The closed court system means the only cases that become public are those that enter the criminal justice system, typically because of child deaths. Those cases, which are horrific and outliers, are often the only glimpse the public and legislators get into a system that handles more than 26,000 referrals a year.
Physical abuse allegations make up less than a quarter of child protective cases in Maine each year, while most are related to neglect or lack of housing. Advocates say this distorts reality because stories of failures on the other end of the spectrum, in which children are removed and families torn apart unnecessarily, never become public.
“Secrecy is behind a lot of unnecessary removals because they can’t be observed in the moment and can’t be talked about afterwards,” said Matthew Fraidin, a professor at the University of the District of Columbia School of Law who has written about confidentiality in the child welfare system. “So everything is driven by one horrible death. It’s horrible but it’s not the real story of child welfare.”
He said “secret courts and secret decisions” are an “invitation to bias.”

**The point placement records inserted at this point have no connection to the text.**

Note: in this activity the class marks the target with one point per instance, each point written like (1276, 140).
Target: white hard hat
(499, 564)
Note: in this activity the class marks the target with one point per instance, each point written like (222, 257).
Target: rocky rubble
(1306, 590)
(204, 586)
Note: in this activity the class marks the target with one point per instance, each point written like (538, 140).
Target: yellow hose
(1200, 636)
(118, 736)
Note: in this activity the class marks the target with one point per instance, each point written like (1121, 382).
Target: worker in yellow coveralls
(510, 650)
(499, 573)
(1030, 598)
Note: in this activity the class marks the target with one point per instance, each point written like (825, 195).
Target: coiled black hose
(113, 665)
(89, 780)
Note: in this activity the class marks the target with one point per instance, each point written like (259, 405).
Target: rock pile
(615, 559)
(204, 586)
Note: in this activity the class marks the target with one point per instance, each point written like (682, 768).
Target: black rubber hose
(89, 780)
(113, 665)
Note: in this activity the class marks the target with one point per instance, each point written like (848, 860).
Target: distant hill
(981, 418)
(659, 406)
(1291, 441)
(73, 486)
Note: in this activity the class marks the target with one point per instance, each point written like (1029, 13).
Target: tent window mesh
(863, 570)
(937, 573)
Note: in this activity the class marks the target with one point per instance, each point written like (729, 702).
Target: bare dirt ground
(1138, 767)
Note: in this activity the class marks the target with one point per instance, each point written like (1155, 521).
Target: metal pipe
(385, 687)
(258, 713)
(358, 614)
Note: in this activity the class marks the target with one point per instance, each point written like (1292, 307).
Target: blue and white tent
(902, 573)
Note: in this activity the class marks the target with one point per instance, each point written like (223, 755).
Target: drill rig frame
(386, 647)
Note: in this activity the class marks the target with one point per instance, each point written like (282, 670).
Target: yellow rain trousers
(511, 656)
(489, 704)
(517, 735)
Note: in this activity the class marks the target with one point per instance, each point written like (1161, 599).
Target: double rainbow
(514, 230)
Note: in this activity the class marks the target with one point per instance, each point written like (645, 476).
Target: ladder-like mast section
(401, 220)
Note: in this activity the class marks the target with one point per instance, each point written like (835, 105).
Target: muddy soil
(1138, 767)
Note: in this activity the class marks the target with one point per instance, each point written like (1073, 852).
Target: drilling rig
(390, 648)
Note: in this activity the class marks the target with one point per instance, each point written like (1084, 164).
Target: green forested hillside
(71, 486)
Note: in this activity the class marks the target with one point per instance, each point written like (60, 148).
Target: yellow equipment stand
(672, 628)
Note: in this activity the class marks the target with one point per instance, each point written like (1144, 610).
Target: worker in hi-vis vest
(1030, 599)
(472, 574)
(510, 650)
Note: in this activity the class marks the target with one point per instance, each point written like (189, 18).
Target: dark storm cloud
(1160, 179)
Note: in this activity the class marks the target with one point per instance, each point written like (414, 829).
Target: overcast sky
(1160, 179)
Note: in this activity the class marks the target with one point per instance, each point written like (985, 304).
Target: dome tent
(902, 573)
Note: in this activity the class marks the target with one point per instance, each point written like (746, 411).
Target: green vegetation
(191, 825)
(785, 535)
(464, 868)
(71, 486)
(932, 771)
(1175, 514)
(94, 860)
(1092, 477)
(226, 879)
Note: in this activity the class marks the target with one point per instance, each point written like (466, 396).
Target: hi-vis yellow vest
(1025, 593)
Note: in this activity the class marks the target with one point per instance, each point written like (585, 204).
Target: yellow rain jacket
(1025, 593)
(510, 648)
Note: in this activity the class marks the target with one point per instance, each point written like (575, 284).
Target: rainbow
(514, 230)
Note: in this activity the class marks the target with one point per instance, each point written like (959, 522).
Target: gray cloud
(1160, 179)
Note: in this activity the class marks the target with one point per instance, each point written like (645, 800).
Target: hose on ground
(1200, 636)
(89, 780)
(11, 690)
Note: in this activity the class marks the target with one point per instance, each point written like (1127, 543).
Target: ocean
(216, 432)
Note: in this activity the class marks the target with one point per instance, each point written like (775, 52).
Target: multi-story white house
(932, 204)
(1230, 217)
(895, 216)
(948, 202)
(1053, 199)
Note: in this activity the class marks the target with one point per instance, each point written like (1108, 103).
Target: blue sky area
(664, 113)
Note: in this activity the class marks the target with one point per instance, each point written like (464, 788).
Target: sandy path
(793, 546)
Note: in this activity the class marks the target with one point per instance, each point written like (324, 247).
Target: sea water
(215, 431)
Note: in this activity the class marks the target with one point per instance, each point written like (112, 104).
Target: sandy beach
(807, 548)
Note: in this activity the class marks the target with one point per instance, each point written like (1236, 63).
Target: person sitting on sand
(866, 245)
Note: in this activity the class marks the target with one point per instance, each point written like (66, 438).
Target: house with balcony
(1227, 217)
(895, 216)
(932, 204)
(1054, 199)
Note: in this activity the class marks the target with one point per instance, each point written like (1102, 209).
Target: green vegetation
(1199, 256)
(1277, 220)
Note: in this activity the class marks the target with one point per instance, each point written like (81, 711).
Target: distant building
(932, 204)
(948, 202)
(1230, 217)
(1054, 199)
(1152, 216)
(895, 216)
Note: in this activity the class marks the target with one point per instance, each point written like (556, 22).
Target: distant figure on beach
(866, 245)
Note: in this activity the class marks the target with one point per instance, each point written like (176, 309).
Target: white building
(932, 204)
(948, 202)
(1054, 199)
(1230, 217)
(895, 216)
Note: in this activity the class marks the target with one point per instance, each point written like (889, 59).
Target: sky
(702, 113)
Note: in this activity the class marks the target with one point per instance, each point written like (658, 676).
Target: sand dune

The closed-off nature of this system also presents difficulties for lawyers representing parents, said Taylor Kilgore, an attorney based in Turner. They can’t see the arguments other lawyers have made unless a case goes to the Maine Judicial Supreme Court and the court publishes a decision (the court uses pseudonyms in their published decisions to protect the identities of those involved).
“If somebody has made the exact same argument I’m making, and they failed on it, I don’t really have a way to know that,” Kilgore said.
In addition, the Maine Judicial Supreme Court is increasingly publishing memorandums instead of full decisions, Kilgore said. While full decisions are many pages long and discuss the legal issues involved, memorandums of decision can be as short as a few sentences and typically say little more than how the court ruled.
“There really isn’t a lot of information there for any of us to go on,” Kilgore explained.
Fraidin said this lack of transparency can equate to a lack of accountability.
“Secrecy also means there’s no real incentive for the state to improve its functioning because they don’t have an incentive to learn from their mistakes and ups and downs,” he said. “Because nobody’s watching.”